É justamente esse ponto que transformou uma crise financeira empresarial em uma disputa trabalhista de grandes proporções.
Para as entidades sindicais, não basta comunicar os desligamentos depois que a decisão empresarial já foi tomada. Em uma demissão coletiva, a negociação deve ocorrer previamente, permitindo discutir alternativas, critérios de desligamento, benefícios, realocação de funcionários e outras medidas capazes de reduzir o impacto social da reestruturação.
O presidente da União Geral dos Trabalhadores (UGT) e do Sindicato dos Comerciários de São Paulo, Ricardo Patah, afirmou que a entidade iniciou diálogo com a empresa e, paralelamente, recorreu à Justiça por meio da confederação. Segundo ele, os trabalhadores também passaram a contar com um canal específico de atendimento diante da instabilidade provocada pelas demissões.
Recuperação judicial não significa liberdade para cortar empregos sem negociação
A decisão ocorre poucos dias depois de a Casas Bahia protocolar seu pedido de recuperação judicial.
A companhia busca reorganizar uma dívida de R$ 17,3 bilhões, em um processo que envolve diferentes empresas do grupo. Entre elas estão negócios relacionados às marcas Casas Bahia e Ponto Frio, além de outras companhias da estrutura empresarial.
A deterioração financeira foi atribuída pela companhia a uma combinação de fatores, incluindo juros elevados, restrição de crédito, aumento do custo financeiro, pressão sobre o consumo e dificuldades de capital de giro.
A empresa também apresentou um prejuízo líquido de aproximadamente R$ 10,1 bilhões no segundo trimestre de 2026, embora uma parcela expressiva desse resultado tenha sido influenciada por efeitos contábeis que não representam necessariamente saída imediata de caixa.
O cenário ajuda a explicar a dimensão da reestruturação. Mas, para a Justiça do Trabalho, dificuldades financeiras não eliminam automaticamente as obrigações relacionadas aos trabalhadores.
É aí que está o conflito central: de um lado, uma companhia tentando sobreviver e reduzir despesas; de outro, milhares de trabalhadores diante da possibilidade de perder o emprego e benefícios justamente durante uma recuperação judicial.

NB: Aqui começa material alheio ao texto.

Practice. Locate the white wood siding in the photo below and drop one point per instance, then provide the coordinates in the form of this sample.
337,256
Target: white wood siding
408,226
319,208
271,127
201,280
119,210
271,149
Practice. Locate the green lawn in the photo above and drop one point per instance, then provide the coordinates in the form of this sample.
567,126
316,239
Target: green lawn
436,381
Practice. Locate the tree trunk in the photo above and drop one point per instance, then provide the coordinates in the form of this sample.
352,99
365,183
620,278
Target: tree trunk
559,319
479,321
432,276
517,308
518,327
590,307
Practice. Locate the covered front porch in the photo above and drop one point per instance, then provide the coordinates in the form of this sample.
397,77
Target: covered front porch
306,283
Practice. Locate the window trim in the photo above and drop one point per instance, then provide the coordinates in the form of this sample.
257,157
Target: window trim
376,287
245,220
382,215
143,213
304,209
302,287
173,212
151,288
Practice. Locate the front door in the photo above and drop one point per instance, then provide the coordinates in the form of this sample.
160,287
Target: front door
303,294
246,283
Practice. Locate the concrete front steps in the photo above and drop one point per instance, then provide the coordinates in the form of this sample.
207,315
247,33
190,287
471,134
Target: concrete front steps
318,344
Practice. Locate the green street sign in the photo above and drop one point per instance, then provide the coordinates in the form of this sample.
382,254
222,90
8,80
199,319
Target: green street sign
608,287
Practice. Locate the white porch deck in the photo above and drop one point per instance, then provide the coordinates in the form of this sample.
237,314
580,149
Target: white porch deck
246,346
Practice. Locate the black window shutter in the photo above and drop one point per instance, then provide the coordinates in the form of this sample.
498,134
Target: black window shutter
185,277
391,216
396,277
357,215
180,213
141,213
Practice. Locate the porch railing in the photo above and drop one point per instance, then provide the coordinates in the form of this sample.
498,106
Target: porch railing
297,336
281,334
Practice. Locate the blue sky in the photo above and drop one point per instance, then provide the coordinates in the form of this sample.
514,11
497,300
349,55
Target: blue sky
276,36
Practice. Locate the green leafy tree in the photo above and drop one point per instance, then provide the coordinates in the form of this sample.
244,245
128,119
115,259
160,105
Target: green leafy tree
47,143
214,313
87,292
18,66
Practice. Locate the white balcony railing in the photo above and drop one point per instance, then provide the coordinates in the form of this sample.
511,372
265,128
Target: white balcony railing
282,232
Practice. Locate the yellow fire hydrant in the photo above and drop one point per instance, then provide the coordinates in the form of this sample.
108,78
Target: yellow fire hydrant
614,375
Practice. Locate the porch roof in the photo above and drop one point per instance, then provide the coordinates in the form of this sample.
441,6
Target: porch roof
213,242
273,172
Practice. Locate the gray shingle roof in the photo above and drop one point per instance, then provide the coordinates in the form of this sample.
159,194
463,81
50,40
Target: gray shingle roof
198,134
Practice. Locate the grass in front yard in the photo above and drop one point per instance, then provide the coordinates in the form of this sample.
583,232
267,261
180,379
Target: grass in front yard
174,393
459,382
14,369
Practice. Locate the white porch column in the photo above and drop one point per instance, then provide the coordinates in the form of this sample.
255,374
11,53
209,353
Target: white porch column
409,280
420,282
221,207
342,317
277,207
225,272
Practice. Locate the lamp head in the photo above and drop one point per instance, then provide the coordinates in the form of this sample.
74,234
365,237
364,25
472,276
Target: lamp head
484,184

O que muda a partir da decisão
A liminar não impede definitivamente que a Casas Bahia faça ajustes em sua estrutura. Tampouco cria uma garantia permanente de emprego para os trabalhadores atingidos.
O que a Justiça estabeleceu é que eventuais futuras demissões coletivas deverão ser precedidas de negociação efetiva com as entidades sindicais.
Em outras palavras, a empresa continua podendo reestruturar sua operação, mas não poderá tratar uma dispensa em massa como uma decisão exclusivamente unilateral, segundo o entendimento aplicado na liminar.
A decisão ainda é provisória e pode ser contestada pela companhia. Portanto, o quadro jurídico poderá sofrer alterações à medida que o processo avance.
Uma crise que ultrapassa os números
O episódio expõe uma das contradições mais difíceis dos processos de recuperação empresarial: salvar a empresa pode exigir cortes profundos; ao mesmo tempo, esses cortes atingem justamente as pessoas que dependem da empresa para sobreviver.
No caso das Casas Bahia, a equação ficou ainda mais complexa porque a companhia precisa reduzir despesas, fechar unidades e reorganizar bilhões de reais em dívidas, enquanto sindicatos e trabalhadores exigem que o processo seja conduzido dentro das regras de negociação coletiva.
A decisão do TRT-10, portanto, não encerra a crise. Ela muda as regras do próximo capítulo.
Agora, qualquer nova rodada de demissões em massa terá de passar pelo diálogo com os sindicatos. E os trabalhadores que foram dispensados no período abrangido pela liminar deverão, provisoriamente, ter seus vínculos e benefícios restabelecidos.
A recuperação financeira da Casas Bahia continua sendo uma corrida contra o tempo. Mas a Justiça deixou claro que, nessa corrida, a preservação da empresa não pode ser tratada como autorização automática para ignorar o processo de negociação coletiva.